YP: We met at design school in Toronto. Then, a couple of years later, we ran into each other on the street, and we were both working humbly out of our homes. We were tired of looking at our refrigerators all day long, so we decided to go in on a studio space together. After that, we started working on each other’s projects and it got too complicated to divide it all up, so we formed a little company. It was never really about building a business; we were always focused on design and finding the right people to let us do what we love.

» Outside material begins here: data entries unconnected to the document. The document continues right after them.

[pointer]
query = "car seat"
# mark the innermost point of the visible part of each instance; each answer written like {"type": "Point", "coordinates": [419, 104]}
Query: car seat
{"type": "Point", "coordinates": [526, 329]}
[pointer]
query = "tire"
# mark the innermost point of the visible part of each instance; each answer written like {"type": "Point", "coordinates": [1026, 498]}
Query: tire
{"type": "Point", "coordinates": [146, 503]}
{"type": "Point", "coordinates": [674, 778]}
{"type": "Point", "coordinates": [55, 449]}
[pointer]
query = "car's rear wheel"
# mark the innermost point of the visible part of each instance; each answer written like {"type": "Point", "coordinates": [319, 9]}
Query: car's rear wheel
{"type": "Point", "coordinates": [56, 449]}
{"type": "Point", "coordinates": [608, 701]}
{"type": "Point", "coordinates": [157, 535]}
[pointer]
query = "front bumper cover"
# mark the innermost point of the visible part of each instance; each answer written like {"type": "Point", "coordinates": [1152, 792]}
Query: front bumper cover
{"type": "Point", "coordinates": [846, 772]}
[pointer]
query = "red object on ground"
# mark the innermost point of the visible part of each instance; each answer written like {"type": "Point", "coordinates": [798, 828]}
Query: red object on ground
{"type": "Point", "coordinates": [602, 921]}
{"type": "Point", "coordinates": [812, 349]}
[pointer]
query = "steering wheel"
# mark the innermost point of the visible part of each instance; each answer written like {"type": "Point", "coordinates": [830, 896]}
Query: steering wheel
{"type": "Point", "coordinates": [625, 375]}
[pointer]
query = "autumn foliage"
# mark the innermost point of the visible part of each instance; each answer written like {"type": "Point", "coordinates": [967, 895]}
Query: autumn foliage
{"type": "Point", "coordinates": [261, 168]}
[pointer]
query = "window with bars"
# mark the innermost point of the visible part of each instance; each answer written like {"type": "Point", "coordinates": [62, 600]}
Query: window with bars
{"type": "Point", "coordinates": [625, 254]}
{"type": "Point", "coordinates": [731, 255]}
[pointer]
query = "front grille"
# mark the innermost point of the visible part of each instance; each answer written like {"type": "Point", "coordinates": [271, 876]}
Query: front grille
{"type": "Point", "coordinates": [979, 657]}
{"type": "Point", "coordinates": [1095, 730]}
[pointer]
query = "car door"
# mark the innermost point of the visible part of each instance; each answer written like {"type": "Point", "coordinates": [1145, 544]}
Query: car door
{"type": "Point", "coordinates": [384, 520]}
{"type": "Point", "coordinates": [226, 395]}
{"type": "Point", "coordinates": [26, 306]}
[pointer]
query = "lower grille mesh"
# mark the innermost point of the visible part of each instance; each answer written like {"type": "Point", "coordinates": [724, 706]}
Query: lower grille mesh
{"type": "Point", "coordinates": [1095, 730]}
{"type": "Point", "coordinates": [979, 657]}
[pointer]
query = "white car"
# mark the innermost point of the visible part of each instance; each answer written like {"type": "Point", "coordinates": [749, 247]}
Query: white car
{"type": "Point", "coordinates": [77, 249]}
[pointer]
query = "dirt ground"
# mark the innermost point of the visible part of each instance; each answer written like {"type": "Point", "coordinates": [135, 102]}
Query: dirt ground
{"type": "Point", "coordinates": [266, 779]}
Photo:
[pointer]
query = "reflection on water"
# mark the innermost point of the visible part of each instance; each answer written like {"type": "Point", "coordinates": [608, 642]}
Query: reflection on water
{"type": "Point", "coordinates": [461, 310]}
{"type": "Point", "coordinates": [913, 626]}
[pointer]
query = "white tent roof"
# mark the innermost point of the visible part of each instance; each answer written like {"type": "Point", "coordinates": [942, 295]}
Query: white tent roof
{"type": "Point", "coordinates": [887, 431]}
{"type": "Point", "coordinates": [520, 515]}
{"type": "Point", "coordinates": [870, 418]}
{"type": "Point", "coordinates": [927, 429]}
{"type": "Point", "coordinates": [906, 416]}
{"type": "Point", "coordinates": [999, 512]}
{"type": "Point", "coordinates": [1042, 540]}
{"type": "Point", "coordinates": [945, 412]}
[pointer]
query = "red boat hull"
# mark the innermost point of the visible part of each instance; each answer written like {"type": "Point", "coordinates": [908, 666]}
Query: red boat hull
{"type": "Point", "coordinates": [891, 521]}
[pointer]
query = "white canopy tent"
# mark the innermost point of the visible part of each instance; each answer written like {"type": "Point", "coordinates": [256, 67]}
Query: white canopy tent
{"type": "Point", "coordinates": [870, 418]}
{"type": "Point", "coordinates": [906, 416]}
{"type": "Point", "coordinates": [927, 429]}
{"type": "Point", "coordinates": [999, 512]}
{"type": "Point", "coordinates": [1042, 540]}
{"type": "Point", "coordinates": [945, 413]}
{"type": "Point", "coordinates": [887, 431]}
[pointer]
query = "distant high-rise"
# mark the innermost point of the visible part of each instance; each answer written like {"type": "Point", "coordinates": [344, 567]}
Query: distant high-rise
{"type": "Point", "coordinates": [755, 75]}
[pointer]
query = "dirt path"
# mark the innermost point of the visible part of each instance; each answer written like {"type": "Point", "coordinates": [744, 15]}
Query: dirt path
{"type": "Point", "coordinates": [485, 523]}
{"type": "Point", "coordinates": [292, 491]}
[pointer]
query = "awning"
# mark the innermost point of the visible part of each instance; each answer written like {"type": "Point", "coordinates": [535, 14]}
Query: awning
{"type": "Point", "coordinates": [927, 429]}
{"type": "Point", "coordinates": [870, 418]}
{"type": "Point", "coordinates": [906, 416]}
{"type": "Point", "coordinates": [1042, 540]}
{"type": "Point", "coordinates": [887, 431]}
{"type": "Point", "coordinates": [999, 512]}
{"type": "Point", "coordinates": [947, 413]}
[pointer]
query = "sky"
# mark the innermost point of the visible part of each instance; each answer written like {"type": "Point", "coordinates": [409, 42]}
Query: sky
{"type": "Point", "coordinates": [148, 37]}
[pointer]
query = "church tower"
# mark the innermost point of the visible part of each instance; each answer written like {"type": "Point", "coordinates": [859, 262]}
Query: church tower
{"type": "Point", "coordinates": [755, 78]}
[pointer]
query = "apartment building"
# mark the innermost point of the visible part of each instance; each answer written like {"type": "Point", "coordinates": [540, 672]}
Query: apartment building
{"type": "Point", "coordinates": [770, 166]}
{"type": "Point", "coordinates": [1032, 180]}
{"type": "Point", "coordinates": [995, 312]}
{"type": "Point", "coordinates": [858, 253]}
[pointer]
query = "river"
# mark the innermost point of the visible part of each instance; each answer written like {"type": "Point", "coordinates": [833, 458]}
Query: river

The firm evolved over time. In the 1980s, we were mostly retail store designers. We did some nice work in Canada. Then we ended up with the cosmetic floor of Bergdorf’s, some work at Barneys, and the downtown Tiffany store. Those projects were our entrance into America. In 2000, we won a competition to design the new W Hotel in Times Square. The owner, who’s from Toronto, continued to give us new projects and that’s when we evolved into hotel experts. In a capsule, that’s how we became us.
SAH: When did you begin to introduce product design into your business?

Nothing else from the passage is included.